Definitions of fatal bleeding in clinical studies evaluating anticoagulant treatment for venous thromboembolism: A scoping review.

J Thromb Haemost

Department of General Internal Medicine, Inselspital, Bern University Hospital, University of Bern, Bern, Switzerland; Department of Medicine, Ottawa Hospital Research Institute, University of Ottawa, Ottawa, Ontario, Canada.

Published: June 2023

AI Article Synopsis

  • The study examines how fatal bleeding is defined in research on anticoagulation treatments for venous thromboembolism (VTE) and highlights the inconsistency in definitions used.
  • Out of nearly 5,000 articles reviewed, only 20% provided a clear definition for fatal bleeding, revealing a significant gap in the literature.
  • The case-fatality rates for major bleeding varied widely among studies, indicating potential issues with cross-study comparisons and highlighting the need for standardized definitions to accurately assess risks.

Article Abstract

Background: Fatal bleeding is a component of the primary safety outcome in most studies evaluating anticoagulation for venous thromboembolism (VTE), but a standardized definition for fatal bleeding is lacking.

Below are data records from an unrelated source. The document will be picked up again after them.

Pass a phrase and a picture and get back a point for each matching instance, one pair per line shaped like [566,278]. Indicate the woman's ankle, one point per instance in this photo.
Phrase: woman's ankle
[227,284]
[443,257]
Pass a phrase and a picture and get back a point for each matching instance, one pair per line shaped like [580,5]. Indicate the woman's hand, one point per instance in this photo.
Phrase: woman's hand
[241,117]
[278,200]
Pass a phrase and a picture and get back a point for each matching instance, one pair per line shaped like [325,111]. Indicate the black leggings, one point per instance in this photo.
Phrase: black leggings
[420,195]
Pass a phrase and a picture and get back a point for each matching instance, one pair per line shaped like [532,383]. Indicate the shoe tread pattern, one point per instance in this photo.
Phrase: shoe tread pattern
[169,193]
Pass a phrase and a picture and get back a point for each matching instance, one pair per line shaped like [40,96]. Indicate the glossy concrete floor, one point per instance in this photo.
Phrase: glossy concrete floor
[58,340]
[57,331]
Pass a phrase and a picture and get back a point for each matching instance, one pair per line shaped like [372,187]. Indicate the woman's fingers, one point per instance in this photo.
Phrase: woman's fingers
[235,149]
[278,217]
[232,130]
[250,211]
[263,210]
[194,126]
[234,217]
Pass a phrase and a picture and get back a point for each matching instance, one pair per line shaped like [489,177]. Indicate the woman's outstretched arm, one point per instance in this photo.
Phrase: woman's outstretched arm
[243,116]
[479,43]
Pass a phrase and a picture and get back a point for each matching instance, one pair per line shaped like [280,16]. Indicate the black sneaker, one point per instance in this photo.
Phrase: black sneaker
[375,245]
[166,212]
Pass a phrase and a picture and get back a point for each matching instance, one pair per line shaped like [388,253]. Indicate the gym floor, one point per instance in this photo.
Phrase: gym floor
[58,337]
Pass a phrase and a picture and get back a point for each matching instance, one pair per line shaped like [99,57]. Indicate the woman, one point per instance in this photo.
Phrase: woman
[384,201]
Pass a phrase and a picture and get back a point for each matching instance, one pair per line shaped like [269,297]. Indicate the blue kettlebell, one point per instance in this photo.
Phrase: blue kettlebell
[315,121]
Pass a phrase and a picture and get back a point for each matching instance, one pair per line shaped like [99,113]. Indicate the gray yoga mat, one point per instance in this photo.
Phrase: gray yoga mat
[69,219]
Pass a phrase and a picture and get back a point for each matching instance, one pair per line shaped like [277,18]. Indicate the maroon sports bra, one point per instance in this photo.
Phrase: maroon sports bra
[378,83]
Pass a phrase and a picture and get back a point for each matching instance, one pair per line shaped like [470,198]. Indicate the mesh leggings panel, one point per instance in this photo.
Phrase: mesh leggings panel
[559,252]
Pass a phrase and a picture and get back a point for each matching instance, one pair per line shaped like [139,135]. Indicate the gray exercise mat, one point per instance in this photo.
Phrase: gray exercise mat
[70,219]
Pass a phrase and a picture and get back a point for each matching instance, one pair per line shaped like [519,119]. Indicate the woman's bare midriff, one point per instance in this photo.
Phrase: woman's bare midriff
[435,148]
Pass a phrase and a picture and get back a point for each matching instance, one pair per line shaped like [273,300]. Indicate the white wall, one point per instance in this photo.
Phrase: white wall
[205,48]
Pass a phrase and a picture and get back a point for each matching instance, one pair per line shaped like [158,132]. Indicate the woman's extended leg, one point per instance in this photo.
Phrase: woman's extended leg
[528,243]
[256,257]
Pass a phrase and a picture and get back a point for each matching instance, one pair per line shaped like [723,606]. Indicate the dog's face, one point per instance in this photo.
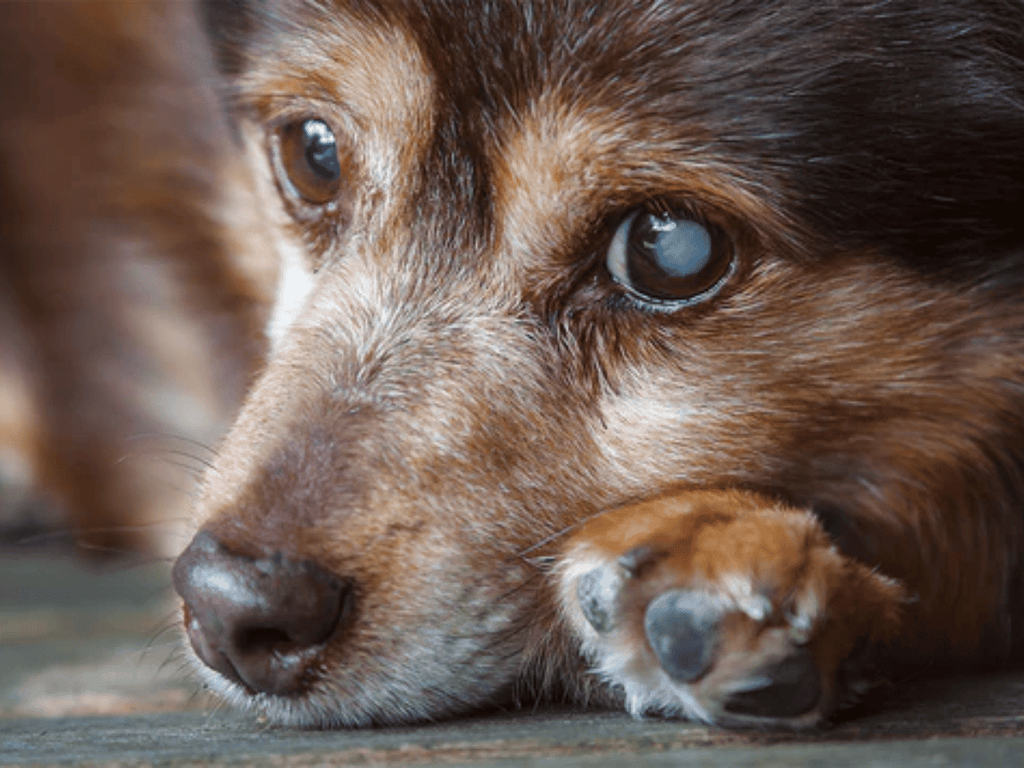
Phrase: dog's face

Objectives: To summarize definitions of fatal bleeding and describe the range of case-fatality rates of major bleeding in VTE studies.

Methods: MEDLINE, Embase, and CENTRAL databases were searched from January 2008 to July 2021 for prospective studies that enrolled patients with VTE and evaluated the efficacy/safety of anticoagulation for VTE treatment or included fatal or major bleeding as primary outcome. Two authors independently performed study selection and data extraction. The primary outcome was the definition of fatal bleeding. The secondary outcome was the case-fatality rate of major bleeding. Data were analyzed using descriptive statistics.

Results: Of 4911 records identified, we included 132 articles representing 89 distinct studies. Twenty-seven (20%) articles and 7 of 89 (8%) studies reported a definition of fatal bleeding. Overall, we identified 3 different types of definitions that were either on the basis of a specific time interval between bleeding and death, bleeding location (intracranial) or clinical presentation (hemodynamic deterioration), or mainly relied on the judgment of the adjudication committee to determine the cause of death. The case-fatality rate of major bleeding ranged from 0 to 60% (median, 9.1%; interquartile range, 2.8%-18%).

Conclusion: Less than 10% of studies assessing anticoagulant treatment for VTE reported a definition for fatal bleeding. The lack of a (standardized) definition for fatal bleeding may lead to inaccurate estimates of the risk of fatal bleeding, particularly when compared across studies.